FULL-TIME EMPLOYEE BENEFITS EFFECTIVE 01/01/2009
Type of Benefit
|
Benefit Received |
When you Are Eligible |
Vacation Pay
|
2 weeks per year for 1-4 years service
3 weeks per year for 5-9 years service
4 weeks per year for 10+ years service |
Completion of introductory period |
Holiday Pay
|
6 days per year
|
Immediately |
| Personal Holiday |
1 day per year |
Completion of introductory period |
| Sick Pay |
12 days per year
|
Completion of introductory period |
MEDICAL INSURANCE: (Available after one month)
Option A
Carrier: Cigna Healthcare
$250 deductible, 80% coverage for the 1st $10,000, 100% thereafter (up to $1,000,000 lifetime), annual out of pocket max $2,000 (up to two per family).
- Employee only = $36 per pay
- Employee plus children = $89.50 per pay
- Family = $108 per pay
All services (with the exception of contract services) provided at an HMA facility paid at 100%.
Well Child Care Benefit is added to medical coverage at no extra cost.
Option B
Carrier: Cigna Healthcare
$500 deductible, 70% coverage for the 1st $8,000, 100% thereafter (up to $1,000,000 lifetime), annual out of pocket max $2,400 (up to two per family).
- Employee only = $31 per pay
- Employee plus children = $68.50 per pay
- Family = $87 per pay
All services (with the exception of contract services) provided at an HMA facility paid at 100%.
PRESCRIPTION PLAN: (Available after one month)
Pharmacy Card Program through CareMark is included with your medical election of option A or option B. $50 Deductible
DENTAL INSURANCE: (Available after one month)
Carrier: Cigna Dental
$50 Deductible per individual up to $150 per family, 100% coverage for preventative services, 80% coverage for basic services, 50% for major services.
Annual benefit maximum of $1,500
- Employee only = $9.50 per pay
- Employee plus children = $15.50 per pay
- Family = $21.75 per pay
VISION SERVICE PLAN: (Available after one month)
Carrier: Vision Service Plan (VSP)
VSP eye exam every 12 months covered in full from a VSP doctor after $10 co-pay.
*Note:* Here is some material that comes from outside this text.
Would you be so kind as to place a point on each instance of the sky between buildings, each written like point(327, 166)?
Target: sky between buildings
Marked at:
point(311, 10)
Single vision, bifocal and trifocal lenses $25 co-pay. $130 towards purchase of frames every 24 months. Contacts at a $105 allowance.
- Employee only = $3.63 per pay
- Employee & Spouse = $5.91 per pay
- Employee & children = $6.06 per pay
- Employee & Family = $9.39 per pay
LIFE INSURANCE BENEFIT: (Available after 90 days)
Employee Life Coverage through Unum Provident, with two options:
- Basic Life: 1X annual earnings to a maximum of $750,000 at no cost to the employee.
- Optional Life: 2X annual earnings, cost determined by employee annual earning.
- Dependent Life: (Available after 30 days) Dependent life coverage through Unum Provident for legal spouse and dependent children only.
- Life-Spouse Coverage = $25,000
- Life-Dependent Child(ren) = $10,000
- Cost = $4.52 per pay period
SHORT TERM DISABILITY: (Available after one month)
STD coverage through Unum Provident.
Cost = $1.44 per $100 of monthly covered payroll.
LONG TERM DISABILITY: (Available after one month)
LTD coverage through Unum Provident available to employee only and calculated by rate of pay and age.
RETIREMENT PLAN (401-K)
(Available after 45 days of hire for F/T employees and after 1,000 hours worked within a calendar year for P/T and PRN employees)
Retirement plan through Prudential Financial with automatic enrollment of 4% once required days or hours worked are met.
Employee Contributions:
Pre-tax contributions - Through payroll deduction, you may choose to make pre-tax contributions from 1% to 75% of your eligible pay.
AFLAC: (Available after one month)
FLEXIBLE SPENDING ACCOUNT:
Cost: Medical account and dependent care accounts available; requested annual amount divided by 26 pay periods within the calendar year.
MEDICAL ACCOUNT:
Annual amount is limited to $5,000
DEPENDENT CARE ACCOUNT:
Annual amount is limited to $5,000 or if married, but filing separate tax returns, limit is $2,500.
CANCER PROTECTION COST:
- Employee Only = $16.85
- Employee & Children = $20.63
- Employee & Family = $28.80
ACCIDENT PROTECTION COST:
- Employee Only = $11.12
- Employee & Spouse = $14.91
- Employee & Children = $16.20
- Employee & Family = $19.98
SPECIFIED HEALTH EVENT PROTECTION:
Age banded rates for coverage that applies to heart attacks, stroke, major human organ transplant, coma and more.